The Lying Oblique Crunch is a bodyweight exercise that specifically targets the oblique muscles while also engaging the abdominal muscles as secondary targets. To perform this exercise, one lies on their back with legs elevated and bent, then contracts the obliques to lift the shoulders off the ground while slightly twisting to the side, effectively crunching the torso. This movement isolates and strengthens the oblique muscles, which are essential for trunk rotation and stability. The exercise requires no additional equipment, making it convenient for home workouts or when access to gym equipment is limited.

How to Perform

  1. Begin by lying on your back, ensuring your knees are bent to approximately 90 degrees and your hands are gently placed on the sides of your head for support.

  2. Engage your abdominal muscles as you prepare to execute the movement.

  3. Lift your upper body diagonally, aiming to bring the elbow and shoulder of one side towards the knee on the opposite side of your body.

  4. Focus on the contraction of your oblique muscles as you crunch, aiming to bend as far as comfortably possible.

  5. Slowly return to the starting position, maintaining control throughout the movement to maximize effectiveness.

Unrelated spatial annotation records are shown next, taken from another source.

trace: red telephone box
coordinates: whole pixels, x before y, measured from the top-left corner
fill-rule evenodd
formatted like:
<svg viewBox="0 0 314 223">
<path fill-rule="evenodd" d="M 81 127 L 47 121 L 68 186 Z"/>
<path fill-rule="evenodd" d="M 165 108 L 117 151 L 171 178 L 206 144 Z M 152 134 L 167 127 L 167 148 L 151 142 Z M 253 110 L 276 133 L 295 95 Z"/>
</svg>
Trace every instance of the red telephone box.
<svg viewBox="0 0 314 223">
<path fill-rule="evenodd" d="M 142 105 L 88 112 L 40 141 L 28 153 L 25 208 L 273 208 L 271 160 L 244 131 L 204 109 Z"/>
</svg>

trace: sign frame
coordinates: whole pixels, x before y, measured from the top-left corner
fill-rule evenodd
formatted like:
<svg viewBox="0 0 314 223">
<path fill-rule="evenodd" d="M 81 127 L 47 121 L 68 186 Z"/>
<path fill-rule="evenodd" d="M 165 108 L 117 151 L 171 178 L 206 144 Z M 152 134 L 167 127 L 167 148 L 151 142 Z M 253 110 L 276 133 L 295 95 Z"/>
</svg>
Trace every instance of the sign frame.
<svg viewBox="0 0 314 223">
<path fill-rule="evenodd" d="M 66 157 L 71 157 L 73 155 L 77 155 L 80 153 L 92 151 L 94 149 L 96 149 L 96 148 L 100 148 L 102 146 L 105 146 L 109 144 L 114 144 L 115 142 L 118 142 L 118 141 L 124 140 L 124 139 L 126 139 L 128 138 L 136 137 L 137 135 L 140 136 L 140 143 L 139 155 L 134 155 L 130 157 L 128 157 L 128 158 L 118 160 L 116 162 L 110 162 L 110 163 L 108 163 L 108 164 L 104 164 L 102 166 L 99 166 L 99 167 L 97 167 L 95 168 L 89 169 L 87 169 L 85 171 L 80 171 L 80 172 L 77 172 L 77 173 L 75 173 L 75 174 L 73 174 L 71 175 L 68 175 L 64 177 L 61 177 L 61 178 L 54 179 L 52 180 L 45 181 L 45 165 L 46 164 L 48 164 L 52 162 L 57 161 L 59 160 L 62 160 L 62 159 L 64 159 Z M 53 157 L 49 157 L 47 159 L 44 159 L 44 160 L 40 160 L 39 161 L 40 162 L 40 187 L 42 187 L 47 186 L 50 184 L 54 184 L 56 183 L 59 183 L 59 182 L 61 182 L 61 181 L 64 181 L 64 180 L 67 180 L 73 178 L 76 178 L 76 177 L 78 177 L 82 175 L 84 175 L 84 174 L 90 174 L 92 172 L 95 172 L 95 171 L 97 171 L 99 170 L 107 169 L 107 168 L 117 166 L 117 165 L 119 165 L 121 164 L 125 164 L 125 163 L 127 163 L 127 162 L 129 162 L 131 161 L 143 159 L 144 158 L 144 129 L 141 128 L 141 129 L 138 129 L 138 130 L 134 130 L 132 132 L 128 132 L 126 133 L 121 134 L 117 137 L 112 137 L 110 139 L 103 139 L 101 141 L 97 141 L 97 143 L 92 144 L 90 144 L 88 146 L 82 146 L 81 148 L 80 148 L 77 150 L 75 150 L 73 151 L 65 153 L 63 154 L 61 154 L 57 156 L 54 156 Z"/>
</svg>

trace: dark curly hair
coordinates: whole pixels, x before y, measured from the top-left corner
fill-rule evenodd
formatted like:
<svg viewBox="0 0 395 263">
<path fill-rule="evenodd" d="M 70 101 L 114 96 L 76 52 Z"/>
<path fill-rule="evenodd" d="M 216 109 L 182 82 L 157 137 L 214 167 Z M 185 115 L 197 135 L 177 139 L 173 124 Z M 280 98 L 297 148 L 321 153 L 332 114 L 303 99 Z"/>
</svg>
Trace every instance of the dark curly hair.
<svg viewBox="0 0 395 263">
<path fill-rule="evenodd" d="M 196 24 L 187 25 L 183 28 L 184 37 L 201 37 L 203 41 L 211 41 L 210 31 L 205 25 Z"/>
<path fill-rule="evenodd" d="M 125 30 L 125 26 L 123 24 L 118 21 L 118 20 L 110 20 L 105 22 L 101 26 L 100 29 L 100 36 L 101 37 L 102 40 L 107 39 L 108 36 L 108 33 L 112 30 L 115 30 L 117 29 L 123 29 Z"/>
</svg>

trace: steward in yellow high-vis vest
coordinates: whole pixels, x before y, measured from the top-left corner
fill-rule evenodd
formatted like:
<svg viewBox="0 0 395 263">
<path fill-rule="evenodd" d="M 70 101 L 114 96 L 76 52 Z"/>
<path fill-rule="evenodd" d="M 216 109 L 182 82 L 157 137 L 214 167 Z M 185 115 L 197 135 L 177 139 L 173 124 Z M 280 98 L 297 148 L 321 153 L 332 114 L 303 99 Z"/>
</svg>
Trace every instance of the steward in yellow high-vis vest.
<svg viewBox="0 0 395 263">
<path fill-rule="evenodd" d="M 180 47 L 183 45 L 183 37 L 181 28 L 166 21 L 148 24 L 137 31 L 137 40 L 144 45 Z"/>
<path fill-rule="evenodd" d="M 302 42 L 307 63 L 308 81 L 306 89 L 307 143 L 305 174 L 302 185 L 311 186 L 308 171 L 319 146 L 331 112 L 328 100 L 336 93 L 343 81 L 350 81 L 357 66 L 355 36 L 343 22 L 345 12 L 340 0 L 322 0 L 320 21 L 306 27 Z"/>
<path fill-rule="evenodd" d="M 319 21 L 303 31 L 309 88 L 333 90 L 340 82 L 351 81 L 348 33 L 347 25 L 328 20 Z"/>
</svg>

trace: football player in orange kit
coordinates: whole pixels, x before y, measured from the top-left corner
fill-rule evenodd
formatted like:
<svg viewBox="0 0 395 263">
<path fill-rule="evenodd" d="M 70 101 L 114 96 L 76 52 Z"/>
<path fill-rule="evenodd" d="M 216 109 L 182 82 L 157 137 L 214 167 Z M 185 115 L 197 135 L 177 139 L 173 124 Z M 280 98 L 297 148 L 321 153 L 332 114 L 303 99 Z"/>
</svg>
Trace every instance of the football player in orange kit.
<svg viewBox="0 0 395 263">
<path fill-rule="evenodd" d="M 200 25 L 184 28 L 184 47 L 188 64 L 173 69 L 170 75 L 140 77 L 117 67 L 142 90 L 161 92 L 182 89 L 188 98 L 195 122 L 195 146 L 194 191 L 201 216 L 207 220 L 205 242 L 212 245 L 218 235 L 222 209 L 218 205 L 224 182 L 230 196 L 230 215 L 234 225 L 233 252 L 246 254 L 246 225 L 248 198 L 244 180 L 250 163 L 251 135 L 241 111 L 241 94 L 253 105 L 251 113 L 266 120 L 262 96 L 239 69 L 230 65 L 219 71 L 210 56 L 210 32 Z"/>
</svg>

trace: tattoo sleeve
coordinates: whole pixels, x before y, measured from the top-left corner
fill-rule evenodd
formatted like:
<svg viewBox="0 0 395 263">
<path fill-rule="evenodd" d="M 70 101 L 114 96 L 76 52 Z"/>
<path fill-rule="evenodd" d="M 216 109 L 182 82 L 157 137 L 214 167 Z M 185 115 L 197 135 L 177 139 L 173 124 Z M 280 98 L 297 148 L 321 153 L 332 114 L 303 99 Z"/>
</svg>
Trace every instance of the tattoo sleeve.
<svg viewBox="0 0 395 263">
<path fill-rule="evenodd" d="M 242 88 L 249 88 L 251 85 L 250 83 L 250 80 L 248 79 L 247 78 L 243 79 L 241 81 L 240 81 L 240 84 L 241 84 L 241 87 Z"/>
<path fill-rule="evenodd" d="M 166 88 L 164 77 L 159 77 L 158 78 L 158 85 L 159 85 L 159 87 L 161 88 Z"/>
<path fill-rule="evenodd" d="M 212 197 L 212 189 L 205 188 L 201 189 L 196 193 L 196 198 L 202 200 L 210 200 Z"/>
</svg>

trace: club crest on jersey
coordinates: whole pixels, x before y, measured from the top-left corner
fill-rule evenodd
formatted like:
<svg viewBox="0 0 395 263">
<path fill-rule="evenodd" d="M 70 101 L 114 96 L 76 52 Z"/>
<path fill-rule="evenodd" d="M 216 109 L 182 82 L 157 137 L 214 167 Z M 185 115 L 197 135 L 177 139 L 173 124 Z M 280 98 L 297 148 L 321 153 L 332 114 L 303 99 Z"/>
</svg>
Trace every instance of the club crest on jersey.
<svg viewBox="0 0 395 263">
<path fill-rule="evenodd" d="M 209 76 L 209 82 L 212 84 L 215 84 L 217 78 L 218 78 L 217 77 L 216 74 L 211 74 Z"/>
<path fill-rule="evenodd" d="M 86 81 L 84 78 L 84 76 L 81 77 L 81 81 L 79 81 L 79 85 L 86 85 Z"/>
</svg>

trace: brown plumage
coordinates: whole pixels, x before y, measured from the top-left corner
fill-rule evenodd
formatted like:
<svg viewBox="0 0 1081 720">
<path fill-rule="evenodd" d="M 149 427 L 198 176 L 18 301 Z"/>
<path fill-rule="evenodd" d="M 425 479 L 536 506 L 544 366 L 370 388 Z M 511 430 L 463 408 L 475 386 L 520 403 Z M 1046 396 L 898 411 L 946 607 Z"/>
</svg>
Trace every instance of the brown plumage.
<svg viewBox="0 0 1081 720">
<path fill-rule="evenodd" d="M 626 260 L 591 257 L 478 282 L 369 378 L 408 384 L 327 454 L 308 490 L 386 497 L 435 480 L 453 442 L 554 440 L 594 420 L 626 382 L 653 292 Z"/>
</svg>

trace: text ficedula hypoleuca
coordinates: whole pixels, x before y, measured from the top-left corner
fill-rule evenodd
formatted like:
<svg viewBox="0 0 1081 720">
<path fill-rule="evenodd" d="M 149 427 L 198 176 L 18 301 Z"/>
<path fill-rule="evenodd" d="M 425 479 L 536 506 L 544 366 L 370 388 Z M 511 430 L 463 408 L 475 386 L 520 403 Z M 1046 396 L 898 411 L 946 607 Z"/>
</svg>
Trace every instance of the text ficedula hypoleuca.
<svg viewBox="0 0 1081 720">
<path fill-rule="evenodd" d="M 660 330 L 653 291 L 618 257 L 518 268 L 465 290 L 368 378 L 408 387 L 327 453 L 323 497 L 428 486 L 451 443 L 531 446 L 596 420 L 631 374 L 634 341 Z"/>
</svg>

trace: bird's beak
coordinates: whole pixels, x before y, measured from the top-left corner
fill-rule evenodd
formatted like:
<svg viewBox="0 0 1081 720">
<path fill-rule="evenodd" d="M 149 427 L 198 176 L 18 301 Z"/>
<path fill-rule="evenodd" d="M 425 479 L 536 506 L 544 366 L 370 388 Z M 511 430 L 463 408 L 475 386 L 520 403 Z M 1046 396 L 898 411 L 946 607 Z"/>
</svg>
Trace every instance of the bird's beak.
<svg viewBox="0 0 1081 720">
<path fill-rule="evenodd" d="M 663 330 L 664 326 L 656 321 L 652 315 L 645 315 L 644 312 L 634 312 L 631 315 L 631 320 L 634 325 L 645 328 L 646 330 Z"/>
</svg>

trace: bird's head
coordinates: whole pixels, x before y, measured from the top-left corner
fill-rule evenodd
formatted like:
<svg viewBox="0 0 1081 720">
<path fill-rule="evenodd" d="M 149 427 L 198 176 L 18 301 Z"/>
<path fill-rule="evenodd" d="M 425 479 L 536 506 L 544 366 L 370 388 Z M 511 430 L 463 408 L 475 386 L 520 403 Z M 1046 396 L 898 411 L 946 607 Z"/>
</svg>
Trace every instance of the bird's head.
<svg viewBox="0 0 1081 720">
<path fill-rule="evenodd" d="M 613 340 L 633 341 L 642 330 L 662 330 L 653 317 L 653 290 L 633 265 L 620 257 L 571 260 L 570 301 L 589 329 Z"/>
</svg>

  6. Ensure to perform the exercise with proper form and technique to avoid strain and injury, and consider incorporating variations or adjustments based on individual fitness levels and goals.

  7. Remember to breathe steadily throughout the exercise to optimize oxygen flow and maintain stability.

  8. As you progress, you can increase the intensity by adjusting the tempo or incorporating additional sets and repetitions into your routine.

Tips

  1. Begin by lying on your back with knees bent and feet flat on the floor.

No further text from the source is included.